Ах, как хорошо у нас в избушке! Славный дедушка. Как он заботится о нас: на столе — горячий светлый самовар, полкаравая черного хлеба, кувшин устоявшегося молока… Откуда молоко? — у него нет коровы. Неужели успел сходить в деревню за пять верст отсюда?.. Чистая набойная скатерка; новенькие деревянные ложки, желтые, блестящие от лака, берестовый туис с сотовым медом… А весь угол за печью завален только что скошенной травой… Милый дедушка!

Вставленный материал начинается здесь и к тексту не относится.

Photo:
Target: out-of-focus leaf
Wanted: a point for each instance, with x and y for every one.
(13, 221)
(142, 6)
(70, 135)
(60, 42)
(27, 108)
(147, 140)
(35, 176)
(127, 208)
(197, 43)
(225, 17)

— Ой, как хорошо! — крикнула Калерия и с размаха упала в пышную груду травы и раскинула руки. Распустилась прическа и две толстых черных змеи поползли около ее плеча. Прикрыла лицо кистью руки и сказала ленивым голосом:

— Похозяйничай, голубчик, а я чуть-чуть подремлю…

— Подремли, голубка…

Осторожно, на цыпочках, ходил я по избе и готовил чай. Злобно погрозил прибежавшей Джальме, боялся стукнуть посудой, сдерживал дыхание. Изредка бросал взор на траву: мерно поднималась высокая, свободная от обычного панцыря грудь и чуть слышалось ровное спокойное дыхание… Голубка, она уже уснула… Положить бы ей под голову подушку — боюсь, — разбудишь… Боже мой, как я люблю эту спящую женщину!.. Тише, не гуди так громко, шмель, на окошке! улетай скорей на волю, скажи там всей твари: «заснула наша Царица»!..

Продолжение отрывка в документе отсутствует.